Joan gaped at him, but then recovered herself and murmured a prayer for his soul. ‘Yet I am astonished to learn he was rioting. I assumed he was more genteel, given that he had such good taste in horses.’

‘I do not know what you see in that ugly nag, Prioress,’ put in Alice unpleasantly. ‘Sometimes, I think you love him more than us, your Benedictine sisters.’

‘I do,’ said Joan baldly. ‘Especially after this conloquium, where I have learned that most are either blithering idiots, greedy opportunists or unrepentant whores.’ She regarded Alice in distaste. ‘And some are all three.’

‘I am none of those things,’ declared Alice angrily. ‘I am the victim of a witch-hunt by Abbess Isabel and the Bishop. I did nothing wrong.’

‘You made bad choices and you were caught,’ said Joan sternly. ‘Now you must either accept your fate with good grace or renounce your vows and follow some other vocation.’

‘As a warlock, perhaps,’ suggested Katherine. ‘Given that you know rather too much about maggoty marchpanes, stinking candles and cursing spells.’
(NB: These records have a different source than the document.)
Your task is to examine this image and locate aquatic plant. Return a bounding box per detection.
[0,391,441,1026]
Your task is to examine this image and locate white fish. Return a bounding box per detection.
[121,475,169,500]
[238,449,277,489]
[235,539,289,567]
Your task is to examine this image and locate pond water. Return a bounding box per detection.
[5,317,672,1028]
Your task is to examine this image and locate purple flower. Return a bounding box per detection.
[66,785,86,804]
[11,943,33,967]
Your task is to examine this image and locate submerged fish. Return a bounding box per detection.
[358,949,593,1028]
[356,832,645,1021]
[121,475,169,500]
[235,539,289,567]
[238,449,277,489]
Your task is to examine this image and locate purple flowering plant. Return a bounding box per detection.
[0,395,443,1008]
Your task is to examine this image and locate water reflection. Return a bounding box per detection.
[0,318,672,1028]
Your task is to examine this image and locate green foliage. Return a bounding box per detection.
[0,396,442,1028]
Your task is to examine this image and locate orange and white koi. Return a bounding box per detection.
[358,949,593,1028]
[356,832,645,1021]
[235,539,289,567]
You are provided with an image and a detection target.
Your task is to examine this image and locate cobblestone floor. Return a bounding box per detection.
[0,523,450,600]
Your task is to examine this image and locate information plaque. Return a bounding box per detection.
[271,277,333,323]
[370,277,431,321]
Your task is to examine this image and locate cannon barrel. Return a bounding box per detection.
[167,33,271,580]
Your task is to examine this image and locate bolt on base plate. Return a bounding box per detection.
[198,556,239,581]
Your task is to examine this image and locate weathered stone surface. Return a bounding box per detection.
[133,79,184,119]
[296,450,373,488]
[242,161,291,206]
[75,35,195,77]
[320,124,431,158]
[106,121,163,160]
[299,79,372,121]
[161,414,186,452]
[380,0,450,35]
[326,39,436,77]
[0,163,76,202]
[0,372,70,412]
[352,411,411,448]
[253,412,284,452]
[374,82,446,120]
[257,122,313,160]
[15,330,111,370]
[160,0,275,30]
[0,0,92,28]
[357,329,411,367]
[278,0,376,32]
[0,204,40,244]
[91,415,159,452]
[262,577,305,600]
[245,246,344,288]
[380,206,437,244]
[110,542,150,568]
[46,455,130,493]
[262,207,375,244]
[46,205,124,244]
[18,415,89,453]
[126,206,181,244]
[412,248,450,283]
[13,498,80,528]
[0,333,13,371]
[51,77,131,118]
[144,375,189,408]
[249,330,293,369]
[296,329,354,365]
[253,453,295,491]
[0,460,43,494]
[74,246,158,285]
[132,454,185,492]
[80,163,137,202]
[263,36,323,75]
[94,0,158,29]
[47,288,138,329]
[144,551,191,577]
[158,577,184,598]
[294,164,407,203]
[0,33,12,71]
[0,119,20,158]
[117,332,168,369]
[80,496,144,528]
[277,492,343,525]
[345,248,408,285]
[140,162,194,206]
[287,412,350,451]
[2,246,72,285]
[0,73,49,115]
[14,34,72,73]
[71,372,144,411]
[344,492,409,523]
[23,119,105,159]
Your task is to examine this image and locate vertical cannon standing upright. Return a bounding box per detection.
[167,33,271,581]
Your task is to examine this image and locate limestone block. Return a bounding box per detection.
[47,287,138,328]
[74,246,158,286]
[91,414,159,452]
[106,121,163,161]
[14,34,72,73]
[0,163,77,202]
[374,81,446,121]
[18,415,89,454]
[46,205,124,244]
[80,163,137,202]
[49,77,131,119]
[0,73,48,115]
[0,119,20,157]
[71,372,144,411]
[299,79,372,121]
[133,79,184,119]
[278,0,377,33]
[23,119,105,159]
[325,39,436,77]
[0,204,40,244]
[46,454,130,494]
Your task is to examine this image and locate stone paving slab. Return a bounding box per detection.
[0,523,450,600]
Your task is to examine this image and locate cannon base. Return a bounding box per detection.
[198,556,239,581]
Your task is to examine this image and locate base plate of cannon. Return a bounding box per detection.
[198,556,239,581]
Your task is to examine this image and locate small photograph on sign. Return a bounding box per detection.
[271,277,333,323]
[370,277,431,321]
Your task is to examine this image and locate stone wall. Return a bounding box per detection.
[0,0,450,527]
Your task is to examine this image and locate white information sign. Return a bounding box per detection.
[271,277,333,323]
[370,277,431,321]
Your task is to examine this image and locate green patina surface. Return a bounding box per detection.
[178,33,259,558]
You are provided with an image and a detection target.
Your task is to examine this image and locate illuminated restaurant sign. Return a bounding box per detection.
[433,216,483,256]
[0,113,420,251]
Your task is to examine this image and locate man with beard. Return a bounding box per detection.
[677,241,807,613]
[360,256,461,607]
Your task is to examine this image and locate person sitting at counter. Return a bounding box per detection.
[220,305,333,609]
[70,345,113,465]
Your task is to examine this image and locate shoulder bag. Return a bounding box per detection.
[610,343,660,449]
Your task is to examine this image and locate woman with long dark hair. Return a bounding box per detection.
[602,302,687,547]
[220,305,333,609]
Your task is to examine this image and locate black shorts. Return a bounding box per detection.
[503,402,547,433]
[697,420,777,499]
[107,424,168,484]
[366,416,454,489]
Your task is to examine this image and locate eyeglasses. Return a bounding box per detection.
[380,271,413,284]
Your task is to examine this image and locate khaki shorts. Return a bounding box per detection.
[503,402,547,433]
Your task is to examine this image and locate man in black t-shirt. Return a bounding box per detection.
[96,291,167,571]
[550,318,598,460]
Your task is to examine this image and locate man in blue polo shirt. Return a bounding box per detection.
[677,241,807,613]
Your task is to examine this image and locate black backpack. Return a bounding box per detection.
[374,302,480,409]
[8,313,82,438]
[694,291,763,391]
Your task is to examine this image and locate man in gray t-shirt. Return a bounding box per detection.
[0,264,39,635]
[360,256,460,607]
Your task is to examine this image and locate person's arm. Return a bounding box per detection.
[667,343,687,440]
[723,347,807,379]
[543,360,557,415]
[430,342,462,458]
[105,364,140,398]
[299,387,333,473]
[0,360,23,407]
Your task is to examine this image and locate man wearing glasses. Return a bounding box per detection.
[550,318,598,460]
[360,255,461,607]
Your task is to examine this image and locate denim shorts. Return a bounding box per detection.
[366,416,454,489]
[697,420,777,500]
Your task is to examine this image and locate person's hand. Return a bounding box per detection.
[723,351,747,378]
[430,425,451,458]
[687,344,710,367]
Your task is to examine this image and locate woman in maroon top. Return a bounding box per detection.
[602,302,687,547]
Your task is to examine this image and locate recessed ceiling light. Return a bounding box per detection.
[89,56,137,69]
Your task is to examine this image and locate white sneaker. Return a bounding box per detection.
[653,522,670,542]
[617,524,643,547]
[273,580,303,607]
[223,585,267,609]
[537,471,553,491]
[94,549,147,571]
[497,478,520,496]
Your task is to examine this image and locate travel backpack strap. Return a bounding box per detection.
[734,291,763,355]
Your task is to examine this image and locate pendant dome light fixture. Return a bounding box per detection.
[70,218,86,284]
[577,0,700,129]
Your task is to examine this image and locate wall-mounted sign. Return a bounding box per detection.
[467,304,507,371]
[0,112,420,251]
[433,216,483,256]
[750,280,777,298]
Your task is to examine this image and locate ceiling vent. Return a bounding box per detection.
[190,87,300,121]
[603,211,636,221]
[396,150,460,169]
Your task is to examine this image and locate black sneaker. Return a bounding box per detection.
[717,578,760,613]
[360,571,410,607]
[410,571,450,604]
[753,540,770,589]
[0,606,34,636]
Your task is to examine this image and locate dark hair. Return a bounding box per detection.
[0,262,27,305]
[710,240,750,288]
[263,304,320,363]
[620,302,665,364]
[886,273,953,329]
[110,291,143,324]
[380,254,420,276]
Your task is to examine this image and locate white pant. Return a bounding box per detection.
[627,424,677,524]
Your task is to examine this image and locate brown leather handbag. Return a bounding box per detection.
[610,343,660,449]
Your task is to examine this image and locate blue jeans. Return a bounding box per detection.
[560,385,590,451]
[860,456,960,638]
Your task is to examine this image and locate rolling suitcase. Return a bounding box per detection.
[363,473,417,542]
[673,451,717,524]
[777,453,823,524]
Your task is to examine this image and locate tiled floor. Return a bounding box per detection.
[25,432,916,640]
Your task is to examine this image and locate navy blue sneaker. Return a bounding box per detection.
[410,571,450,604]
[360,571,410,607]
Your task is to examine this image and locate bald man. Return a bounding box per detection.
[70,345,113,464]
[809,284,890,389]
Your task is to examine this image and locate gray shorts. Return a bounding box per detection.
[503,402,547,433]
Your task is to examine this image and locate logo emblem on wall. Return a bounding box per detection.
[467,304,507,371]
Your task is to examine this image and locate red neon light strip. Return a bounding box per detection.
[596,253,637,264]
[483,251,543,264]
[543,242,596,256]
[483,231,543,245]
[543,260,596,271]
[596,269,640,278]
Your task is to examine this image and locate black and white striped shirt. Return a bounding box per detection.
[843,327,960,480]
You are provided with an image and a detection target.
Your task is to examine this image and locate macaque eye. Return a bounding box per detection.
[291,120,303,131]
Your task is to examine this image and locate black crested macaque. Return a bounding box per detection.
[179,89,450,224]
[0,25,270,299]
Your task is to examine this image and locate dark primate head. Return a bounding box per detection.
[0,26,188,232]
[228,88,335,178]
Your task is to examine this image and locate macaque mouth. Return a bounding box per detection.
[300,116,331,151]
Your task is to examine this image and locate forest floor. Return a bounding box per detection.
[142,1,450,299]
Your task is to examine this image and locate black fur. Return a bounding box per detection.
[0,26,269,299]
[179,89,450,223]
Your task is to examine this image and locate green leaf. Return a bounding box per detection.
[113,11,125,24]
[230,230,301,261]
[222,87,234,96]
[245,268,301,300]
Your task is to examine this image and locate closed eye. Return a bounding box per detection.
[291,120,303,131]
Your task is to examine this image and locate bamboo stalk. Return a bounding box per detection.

‘You malign me with these vile accusations,’ scowled Alice, although the truth was in her eyes. ‘I am innocent of–’

‘Speaking of vile accusations,’ interrupted Michael, ‘perhaps you will explain why you have been gossiping about spies in the Spital. And do not deny it, because Sir Norbert identified you by your constant scratching.’

Alice had been about to claw her arm again; Michael’s words made her drop her hand hastily. ‘But everyone is talking about the spies in the Spital. Why single me out for censure?’

‘Because you are the originator of the tale,’ said Michael harshly. ‘You discovered the “lunatics” were French – oldsters, women and children fleeing persecution from those they considered to be friends – and you urged Norbert to kill them.’

‘Did you?’ asked Katherine, regarding her in distaste. ‘And what would have happened to us during this slaughter? Or would our deaths have been an added bonus?’

‘I had no idea you were living with French spies until I heard it from Margery Starre last night,’ declared Alice. ‘Those rumours did not start with me.’

‘Look at this dagger,’ ordered Michael, holding it out to her. ‘It was used to kill Bruges. Others like it were employed on Paris, Bonet and the Girard family.’

‘But not by me,’ said Alice, barely glancing at it. ‘Do you really think that I, a weak woman, could plunge blades into the backs of strong and healthy men?’

‘How do you know they were stabbed in the back?’ pounced Bartholomew.

Alice’s eyes glittered. ‘Because someone told me. I forget who.’

‘Margery, probably,’ muttered Katherine. ‘A witch, who is hardly suitable company for nuns. And it takes no great strength to drive a blade into someone from behind anyway, which I know, because the survivors at Winchelsea told me.’

Alice sighed to show she was bored of the conversation. ‘Shall we talk about something more interesting, such as getting me reinstalled as Prioress at Ickleton?’

Suddenly, Michael had had enough of her. ‘You are under arrest for the murders of Paris, Bonet, the Girards and Bruges,’ he said briskly. ‘And for spreading malicious rumours.’